Gegen diesen Bescheid richtet sich die Beschwerde, mit der sowohl Rechtswidrigkeit des Inhaltes als auch Rechtswidrigkeit infolge Verletzung von Verfahrensvorschriften geltend gemacht wird. Die Beschwerdeführerin erachtet sich in ihrem Recht auf Führung eines offenen Alkohollagers verletzt.
Die belangte Behörde legte die Verwaltungsakten vor und erstattete eine Gegenschrift mit dem Antrag auf kostenpflichtige Abweisung der Beschwerde.

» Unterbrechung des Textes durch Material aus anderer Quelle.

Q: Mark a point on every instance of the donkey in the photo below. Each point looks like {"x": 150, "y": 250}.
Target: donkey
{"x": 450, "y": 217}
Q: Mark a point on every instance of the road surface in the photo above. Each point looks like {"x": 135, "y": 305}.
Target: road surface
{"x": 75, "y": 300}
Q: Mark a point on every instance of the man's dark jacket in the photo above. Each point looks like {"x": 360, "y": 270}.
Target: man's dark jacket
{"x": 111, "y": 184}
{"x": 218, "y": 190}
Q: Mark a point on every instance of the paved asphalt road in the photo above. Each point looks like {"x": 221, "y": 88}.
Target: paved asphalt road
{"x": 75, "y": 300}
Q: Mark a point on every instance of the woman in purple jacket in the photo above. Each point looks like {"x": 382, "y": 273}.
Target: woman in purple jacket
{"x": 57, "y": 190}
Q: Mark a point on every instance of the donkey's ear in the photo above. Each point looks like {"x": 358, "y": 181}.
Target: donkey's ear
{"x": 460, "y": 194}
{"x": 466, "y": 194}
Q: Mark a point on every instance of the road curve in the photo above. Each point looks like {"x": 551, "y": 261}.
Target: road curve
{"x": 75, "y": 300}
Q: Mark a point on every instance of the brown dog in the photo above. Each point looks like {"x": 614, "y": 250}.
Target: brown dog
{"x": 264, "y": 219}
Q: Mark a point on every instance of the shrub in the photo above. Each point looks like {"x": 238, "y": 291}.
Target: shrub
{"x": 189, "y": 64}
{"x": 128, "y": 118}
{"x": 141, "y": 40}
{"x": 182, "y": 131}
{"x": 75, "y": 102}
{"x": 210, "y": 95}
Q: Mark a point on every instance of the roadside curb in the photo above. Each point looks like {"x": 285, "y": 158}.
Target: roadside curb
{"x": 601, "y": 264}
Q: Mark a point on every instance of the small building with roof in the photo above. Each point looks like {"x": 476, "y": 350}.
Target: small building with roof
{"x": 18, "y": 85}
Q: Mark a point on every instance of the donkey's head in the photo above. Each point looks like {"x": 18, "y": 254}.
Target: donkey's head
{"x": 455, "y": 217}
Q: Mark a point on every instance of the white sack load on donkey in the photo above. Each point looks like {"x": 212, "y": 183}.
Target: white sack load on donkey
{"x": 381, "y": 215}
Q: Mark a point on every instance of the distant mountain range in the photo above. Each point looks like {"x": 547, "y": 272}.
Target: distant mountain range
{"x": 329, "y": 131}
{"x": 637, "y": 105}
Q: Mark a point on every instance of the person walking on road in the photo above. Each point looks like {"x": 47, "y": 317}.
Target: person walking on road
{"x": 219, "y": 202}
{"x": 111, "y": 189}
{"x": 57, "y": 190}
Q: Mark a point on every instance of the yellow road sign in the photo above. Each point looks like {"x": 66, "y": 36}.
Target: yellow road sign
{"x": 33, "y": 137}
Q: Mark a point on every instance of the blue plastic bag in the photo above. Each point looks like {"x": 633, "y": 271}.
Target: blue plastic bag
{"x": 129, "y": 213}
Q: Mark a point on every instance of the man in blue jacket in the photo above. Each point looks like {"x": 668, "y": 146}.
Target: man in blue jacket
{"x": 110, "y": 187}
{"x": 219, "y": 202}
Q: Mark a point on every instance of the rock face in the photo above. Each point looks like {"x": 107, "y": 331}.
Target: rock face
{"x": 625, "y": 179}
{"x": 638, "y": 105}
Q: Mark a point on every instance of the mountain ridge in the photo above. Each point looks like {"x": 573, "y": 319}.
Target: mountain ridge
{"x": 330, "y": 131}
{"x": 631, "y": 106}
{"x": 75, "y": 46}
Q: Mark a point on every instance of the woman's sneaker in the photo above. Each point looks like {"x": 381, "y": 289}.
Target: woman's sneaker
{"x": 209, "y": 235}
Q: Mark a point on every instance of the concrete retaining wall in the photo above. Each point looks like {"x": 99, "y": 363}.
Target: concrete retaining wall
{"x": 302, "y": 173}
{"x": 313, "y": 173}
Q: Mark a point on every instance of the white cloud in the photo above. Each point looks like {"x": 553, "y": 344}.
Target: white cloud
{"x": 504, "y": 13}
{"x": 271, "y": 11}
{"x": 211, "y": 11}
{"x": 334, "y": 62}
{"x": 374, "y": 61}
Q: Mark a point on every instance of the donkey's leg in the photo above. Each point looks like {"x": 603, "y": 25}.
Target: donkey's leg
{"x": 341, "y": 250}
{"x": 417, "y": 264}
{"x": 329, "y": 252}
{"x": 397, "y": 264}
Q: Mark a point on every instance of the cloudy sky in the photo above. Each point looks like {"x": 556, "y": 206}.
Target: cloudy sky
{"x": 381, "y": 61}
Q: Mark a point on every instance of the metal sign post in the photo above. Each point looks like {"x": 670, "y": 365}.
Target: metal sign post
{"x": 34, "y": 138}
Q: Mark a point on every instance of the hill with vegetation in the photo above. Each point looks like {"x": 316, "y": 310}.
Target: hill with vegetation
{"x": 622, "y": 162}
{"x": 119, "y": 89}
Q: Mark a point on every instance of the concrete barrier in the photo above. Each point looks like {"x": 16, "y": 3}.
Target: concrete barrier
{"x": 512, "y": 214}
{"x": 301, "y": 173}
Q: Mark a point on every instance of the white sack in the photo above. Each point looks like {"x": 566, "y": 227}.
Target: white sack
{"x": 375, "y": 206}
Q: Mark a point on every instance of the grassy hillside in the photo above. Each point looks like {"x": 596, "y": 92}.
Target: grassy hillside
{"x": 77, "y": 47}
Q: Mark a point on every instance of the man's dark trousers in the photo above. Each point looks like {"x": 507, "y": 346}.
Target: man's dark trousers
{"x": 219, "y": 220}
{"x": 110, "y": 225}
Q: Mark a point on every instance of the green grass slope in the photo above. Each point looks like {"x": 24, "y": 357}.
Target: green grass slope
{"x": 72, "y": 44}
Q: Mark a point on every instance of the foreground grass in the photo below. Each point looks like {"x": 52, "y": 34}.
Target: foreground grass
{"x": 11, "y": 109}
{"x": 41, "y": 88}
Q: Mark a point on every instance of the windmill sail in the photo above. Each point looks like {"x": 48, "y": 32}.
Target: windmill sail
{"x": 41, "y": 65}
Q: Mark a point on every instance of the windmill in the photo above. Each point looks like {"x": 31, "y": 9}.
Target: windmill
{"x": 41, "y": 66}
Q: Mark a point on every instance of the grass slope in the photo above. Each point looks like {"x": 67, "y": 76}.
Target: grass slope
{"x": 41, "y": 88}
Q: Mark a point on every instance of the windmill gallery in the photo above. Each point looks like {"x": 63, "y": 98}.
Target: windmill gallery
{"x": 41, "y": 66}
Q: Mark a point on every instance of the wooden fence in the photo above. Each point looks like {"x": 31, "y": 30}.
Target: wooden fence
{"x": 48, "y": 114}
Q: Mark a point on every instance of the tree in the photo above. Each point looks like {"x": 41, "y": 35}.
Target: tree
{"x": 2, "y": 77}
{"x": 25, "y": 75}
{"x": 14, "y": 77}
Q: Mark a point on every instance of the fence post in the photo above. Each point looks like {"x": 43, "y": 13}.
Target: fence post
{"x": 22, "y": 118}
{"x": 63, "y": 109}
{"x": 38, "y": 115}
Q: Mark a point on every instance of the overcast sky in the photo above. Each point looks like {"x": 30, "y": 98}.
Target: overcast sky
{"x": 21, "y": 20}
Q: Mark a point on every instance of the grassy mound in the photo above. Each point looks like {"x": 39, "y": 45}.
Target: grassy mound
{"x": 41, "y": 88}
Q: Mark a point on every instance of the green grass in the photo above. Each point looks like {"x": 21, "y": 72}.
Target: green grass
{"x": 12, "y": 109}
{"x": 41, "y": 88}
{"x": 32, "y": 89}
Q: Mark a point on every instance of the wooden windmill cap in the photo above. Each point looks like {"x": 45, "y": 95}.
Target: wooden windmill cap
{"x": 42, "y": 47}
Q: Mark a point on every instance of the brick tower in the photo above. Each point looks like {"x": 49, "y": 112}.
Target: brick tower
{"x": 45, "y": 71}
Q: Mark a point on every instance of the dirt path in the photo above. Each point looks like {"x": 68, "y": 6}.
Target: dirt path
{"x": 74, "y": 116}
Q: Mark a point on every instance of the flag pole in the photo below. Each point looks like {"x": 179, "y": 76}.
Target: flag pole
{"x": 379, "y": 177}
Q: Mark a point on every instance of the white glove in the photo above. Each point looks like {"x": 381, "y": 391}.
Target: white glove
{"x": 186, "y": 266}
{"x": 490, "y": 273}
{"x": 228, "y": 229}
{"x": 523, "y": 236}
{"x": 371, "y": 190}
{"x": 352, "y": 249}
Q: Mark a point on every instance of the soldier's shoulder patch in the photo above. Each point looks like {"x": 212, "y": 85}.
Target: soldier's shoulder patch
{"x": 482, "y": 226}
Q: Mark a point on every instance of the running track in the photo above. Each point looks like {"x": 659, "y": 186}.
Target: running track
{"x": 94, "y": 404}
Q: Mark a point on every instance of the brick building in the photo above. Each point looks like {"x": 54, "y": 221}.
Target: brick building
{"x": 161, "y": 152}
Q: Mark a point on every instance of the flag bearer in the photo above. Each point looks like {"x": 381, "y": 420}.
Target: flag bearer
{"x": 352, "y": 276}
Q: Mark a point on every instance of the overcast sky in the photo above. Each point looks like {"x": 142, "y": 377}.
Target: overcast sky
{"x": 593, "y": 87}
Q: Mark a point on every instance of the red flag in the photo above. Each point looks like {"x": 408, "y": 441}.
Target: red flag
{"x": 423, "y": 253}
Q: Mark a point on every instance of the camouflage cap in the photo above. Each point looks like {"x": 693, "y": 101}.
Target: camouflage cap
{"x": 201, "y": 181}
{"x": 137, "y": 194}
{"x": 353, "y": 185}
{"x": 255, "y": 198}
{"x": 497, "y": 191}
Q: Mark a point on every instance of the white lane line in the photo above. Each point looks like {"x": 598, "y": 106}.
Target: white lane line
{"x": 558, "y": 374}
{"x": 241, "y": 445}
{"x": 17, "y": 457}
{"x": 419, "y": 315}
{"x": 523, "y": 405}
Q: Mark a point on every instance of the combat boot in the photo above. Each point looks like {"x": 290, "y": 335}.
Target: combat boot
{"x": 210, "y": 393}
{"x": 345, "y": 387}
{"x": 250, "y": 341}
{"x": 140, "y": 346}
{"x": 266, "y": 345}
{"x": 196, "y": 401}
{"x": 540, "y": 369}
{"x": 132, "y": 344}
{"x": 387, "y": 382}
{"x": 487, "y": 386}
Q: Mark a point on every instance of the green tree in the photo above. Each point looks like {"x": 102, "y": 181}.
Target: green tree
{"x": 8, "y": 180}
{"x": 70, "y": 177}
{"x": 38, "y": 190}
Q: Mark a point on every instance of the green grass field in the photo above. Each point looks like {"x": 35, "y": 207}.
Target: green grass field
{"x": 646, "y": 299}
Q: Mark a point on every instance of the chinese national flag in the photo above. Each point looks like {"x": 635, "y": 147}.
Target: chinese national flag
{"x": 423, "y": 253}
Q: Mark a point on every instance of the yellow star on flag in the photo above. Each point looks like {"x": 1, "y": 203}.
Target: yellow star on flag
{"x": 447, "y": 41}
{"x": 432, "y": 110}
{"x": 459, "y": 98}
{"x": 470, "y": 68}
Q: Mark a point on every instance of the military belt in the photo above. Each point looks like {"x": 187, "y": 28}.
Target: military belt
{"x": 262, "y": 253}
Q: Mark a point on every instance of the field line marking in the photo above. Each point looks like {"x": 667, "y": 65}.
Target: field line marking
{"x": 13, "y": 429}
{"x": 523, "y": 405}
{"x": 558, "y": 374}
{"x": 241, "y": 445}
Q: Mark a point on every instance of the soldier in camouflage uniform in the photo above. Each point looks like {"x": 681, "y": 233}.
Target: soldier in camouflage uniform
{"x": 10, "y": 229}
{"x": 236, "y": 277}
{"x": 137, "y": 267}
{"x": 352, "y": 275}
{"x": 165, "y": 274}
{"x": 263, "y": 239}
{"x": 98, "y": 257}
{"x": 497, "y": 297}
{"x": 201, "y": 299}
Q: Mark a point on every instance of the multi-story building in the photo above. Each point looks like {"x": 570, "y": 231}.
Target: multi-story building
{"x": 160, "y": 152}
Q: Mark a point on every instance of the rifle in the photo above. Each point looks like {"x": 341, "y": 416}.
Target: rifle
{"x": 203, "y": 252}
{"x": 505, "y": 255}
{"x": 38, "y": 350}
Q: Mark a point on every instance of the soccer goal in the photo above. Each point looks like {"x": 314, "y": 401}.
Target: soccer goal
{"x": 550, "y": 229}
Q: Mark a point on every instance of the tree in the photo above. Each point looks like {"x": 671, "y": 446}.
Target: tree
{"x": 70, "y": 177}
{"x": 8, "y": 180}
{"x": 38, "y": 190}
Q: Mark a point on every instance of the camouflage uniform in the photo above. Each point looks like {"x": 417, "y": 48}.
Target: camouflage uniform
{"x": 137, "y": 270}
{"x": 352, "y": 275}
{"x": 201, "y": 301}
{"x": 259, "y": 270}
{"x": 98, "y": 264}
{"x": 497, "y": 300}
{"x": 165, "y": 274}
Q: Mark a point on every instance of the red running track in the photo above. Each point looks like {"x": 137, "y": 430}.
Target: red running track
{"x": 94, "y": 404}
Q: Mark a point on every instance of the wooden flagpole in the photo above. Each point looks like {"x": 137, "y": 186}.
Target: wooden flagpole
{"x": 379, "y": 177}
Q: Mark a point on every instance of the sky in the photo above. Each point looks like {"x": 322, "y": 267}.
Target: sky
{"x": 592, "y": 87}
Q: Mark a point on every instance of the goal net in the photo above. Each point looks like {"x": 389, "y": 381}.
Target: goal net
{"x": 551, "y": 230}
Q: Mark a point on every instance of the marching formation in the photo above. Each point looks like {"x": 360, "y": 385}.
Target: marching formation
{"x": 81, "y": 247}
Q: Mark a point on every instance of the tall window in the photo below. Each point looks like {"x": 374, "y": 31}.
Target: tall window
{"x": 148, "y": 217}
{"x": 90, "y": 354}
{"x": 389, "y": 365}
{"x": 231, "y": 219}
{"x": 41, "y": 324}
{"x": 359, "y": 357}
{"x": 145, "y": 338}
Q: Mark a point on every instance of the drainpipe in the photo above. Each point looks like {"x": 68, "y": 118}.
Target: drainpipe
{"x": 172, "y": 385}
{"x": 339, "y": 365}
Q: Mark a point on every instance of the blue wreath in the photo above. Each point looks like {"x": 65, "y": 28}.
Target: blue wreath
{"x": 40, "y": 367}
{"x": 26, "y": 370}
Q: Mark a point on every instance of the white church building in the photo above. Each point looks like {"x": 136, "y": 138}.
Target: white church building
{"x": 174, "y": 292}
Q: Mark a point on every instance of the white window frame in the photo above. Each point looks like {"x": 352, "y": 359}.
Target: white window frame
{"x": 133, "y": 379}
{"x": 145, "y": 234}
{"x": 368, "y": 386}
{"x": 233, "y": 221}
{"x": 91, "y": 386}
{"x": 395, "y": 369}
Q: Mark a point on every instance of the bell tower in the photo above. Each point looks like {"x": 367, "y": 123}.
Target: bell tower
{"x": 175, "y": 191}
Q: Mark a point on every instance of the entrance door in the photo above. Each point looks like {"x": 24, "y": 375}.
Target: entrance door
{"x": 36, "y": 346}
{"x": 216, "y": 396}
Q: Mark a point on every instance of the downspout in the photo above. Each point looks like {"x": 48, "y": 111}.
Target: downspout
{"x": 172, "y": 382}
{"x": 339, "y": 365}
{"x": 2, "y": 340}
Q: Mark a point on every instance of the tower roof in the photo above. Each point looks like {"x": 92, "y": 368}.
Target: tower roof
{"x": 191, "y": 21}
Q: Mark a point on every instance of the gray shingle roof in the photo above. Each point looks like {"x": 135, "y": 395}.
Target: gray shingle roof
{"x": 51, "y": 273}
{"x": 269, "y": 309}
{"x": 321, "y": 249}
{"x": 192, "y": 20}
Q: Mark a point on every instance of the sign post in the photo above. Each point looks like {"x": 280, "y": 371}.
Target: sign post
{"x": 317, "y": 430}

Der Verwaltungsgerichtshof hat erwogen:
Gemäß § 31 Abs. 5 zweiter Satz AlkStG ist die Bewilligung eines Alkohollagers nur Betriebsinhabern zu erteilen, die ordnungsgemäß kaufmännische Bücher führen, rechtzeitig Jahresabschlüsse ausstellen, für offene Alkohollager Sicherheit gemäß § 33 Abs. 2 leisten, gegen deren steuerliche Zuverlässigkeit keine Bedenken bestehen und kein Ausschließungsgrund (§ 33 Abs. 5) vorliegt.
Gemäß § 36 Abs. 2 AlkStG gelten § 25 Abs. 1 Z 1 bis 5, Abs. 2 Z 1 und 5 und Abs. 3 und 4 sinngemäß für den Widerruf der Lagerbewilligung.
Gemäß § 25 Abs. 1 Z 1 AlkStG ist die Betriebsbewilligung für eine Verschlussbrennerei zu widerrufen, wenn nachträglich Tatsachen eingetreten sind, bei deren Vorliegen im Zeitpunkt der Erteilung der Betriebsbewilligung der Antrag abzuweisen gewesen wäre und das Recht, die Verschlussbrennerei zu betreiben, nicht bereits kraft Gesetzes erloschen ist.
Die belangte Behörde stützte den Widerruf der Lagerbewilligung u.a. darauf, dass nach den Prüfungsfeststellungen der den Abgabenzeitraum 1994 bis 2000 umfassenden abgabenrechtlichen Prüfung keine ordnungsgemäßen Belege und Unterlagen vorgelegt worden seien und damit die nicht ordnungsgemäße Führung der kaufmännischen Bücher ausreichend dokumentiert sei. Weiters bestehe der begründete Verdacht einer Abgabenhinterziehung mit gerichtlicher Zuständigkeit.
In der Beschwerde wird dagegen vorgebracht, dass das Finanzstrafverfahren zwar eingeleitet, die Verdachtsmomente bislang aber nicht erhärtet worden seien, eine Berufung gegen die Bescheide des Finanzamtes Oststeiermark eingebracht worden sei und die Behörde sich lediglich an "vagen Mutmaßungen" orientiere. Die Zuverlässigkeit der Beschwerdeführerin sei gegeben und die belangte Behörde habe nicht geprüft, ob die Beschwerdeführerin in den Jahren 2000 bis 2004 überhaupt gewerblich tätig gewesen sei.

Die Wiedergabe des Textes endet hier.